Claribel — USDA GenAI Chatbot

USDA Farm Loan Programs — Conversational AI Interface Design

Role UX Architect
Timeline May – Aug 2025
Methods Stakeholder Interviews, Competitive Analysis, Iterative Prototyping, Developer Handoff
Tools Figma
Figma mockups of the USDA Claribel chatbot interface

The Problem

USDA Farm Loan Programs staff navigate 2,000–3,000 pages of policy handbooks to answer questions from farmers applying for loans. New customer service representatives relied on Ctrl+F or asking a more experienced colleague. Seasoned loan officials needed deeper cross-referencing across multiple policy areas. Leadership wanted to deploy a GenAI chatbot that could surface policy answers with citations to source material — but the team had no UI design and no UX perspective on how to make AI-generated responses trustworthy and actionable in a government context.

The Approach

I started by interviewing the product owner to identify the three core user types: customer service reps looking for quick answers while on the phone with a farmer, subject matter expert loan officials doing deep policy research across multiple handbooks, and executives who needed a mobile-optimized view to look up information while in meetings. Each persona had fundamentally different needs — the CSR needs a short, actionable answer fast; the SME needs comprehensive source material and cross-references; the executive needs the same information delivered cleanly on a phone screen.

Two screens showing a chat in progress with citations and conversation history
The core interface: two screens showing a chat in progress with citations and conversation history.

The stakeholder's three priorities were clear: access to ground truth source documents was non-negotiable, the system needed to help users construct accurate prompts, and there had to be a structured feedback mechanism so the team could improve the AI's responses over time.

I designed a personality system that adapted the chatbot's behavior to the user's context. A "Customer Service Coach" mode delivers short answers with suggestions for phone or email follow-up. A "Technical Research Assistant" mode provides longer, more detailed responses with additional references and diagrams. Users could also filter which policy documents the AI draws from — critical because the AI model was getting confused between loan making and loan servicing questions when the full corpus was included.

Settings screen showing how to enable the Technical Research Assistant mode and filter which policy documents the AI references
Users can enable the Technical Research Assistant mode and filter which policy documents the AI references — solving a prompt accuracy problem identified during stakeholder interviews.

For the citation experience, I designed a reference system where numbered citations in the response link to a split-screen document viewer showing the highlighted source passage alongside the AI's answer. This was the product owner's highest priority — staff needed to verify AI responses against the actual handbook language and cite those sources in official correspondence like adverse decision letters.

Split-screen showing chat on bottom and source document on top with highlighted passage
Citations link to a reference viewer showing the exact source passage — the most critical trust-building feature for government use.

I also designed the feedback mechanism with structured categories (factually correct/incorrect, contextually relevant/irrelevant, easy/difficult to understand, practical/impractical) plus an optional free-text field, giving the development team actionable data to improve the model.

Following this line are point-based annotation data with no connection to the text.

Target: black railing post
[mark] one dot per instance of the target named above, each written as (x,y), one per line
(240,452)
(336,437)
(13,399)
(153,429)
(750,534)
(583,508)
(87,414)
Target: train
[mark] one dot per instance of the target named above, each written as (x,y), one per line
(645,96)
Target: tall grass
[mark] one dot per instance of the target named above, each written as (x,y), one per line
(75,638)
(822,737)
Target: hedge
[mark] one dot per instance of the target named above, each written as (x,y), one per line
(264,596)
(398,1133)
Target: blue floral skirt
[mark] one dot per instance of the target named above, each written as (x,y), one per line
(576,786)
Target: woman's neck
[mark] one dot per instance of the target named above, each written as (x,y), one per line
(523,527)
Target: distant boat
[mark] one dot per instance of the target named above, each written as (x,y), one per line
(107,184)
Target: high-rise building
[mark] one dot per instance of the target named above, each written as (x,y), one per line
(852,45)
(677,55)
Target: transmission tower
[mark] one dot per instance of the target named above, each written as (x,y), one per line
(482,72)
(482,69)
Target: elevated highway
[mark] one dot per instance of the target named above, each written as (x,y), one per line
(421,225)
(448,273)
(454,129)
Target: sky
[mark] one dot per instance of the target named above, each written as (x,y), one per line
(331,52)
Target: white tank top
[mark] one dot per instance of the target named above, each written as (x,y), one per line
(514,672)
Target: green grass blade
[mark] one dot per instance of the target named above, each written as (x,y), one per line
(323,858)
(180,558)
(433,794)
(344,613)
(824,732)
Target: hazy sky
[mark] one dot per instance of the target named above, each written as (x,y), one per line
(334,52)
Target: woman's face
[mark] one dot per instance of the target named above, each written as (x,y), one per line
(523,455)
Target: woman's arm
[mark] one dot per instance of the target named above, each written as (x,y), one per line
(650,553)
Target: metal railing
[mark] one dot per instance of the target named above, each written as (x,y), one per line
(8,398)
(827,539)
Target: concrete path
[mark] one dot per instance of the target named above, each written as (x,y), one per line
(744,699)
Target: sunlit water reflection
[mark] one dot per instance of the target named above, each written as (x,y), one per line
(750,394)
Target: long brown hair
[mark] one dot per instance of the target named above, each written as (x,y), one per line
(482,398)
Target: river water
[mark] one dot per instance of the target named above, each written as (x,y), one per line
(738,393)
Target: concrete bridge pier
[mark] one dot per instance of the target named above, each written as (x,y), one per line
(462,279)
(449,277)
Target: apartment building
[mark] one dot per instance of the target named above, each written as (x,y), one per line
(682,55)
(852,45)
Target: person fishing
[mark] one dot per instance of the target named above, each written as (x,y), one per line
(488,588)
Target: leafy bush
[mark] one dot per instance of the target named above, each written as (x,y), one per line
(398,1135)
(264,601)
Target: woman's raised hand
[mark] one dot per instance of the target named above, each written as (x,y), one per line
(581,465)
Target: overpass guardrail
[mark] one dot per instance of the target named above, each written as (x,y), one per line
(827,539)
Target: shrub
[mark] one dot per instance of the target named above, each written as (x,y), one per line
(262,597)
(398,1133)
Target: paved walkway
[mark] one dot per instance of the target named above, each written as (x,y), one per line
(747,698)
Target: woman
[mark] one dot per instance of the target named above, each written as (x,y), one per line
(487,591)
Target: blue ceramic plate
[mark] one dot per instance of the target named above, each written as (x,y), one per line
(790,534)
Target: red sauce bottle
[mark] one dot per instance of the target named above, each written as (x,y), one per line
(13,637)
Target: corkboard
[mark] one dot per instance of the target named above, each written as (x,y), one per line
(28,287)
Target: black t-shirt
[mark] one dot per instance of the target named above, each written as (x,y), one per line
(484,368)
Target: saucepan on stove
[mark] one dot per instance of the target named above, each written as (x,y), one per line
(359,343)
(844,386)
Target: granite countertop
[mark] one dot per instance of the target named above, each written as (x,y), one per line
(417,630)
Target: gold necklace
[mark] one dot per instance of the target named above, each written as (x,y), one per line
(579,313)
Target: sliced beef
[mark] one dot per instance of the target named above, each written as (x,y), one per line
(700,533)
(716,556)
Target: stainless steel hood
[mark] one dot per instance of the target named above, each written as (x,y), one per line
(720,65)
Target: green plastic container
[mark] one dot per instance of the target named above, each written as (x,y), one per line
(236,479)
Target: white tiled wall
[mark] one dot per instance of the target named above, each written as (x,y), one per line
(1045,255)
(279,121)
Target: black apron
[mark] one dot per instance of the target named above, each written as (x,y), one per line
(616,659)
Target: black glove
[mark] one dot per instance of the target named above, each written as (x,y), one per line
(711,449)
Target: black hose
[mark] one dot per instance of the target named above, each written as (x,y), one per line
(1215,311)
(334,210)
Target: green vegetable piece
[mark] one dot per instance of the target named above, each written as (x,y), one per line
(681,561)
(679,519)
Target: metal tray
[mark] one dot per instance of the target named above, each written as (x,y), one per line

Feedback form with thumbs up/down and structured quality dimension categories
Structured feedback captures specific quality dimensions rather than just thumbs up/down, giving the team actionable improvement data.

Since the development team didn't have Figma access, I delivered fully dimensioned specs — redlined screenshots with spacing, font sizes, weights, and corner radii annotated — so engineers could implement without ambiguity.

Redlined Figma screen showing dimension annotations, font specs, and spacing callouts
Developer handoff specs with full dimensions, created as annotated screenshots because the engineering team didn't have Figma licenses.

Reflection

Designing for AI-generated content requires different trust patterns than traditional interfaces. In a government context, the AI's answer isn't the product — the verifiable source citation is. Everything in the UI had to reinforce that the chatbot is a tool for finding information faster, not a replacement for policy expertise. The personality and filtering systems were my solution to a prompt engineering problem that was showing up as a UX problem — the AI was giving confused answers not because the model was bad, but because users had no way to scope their questions.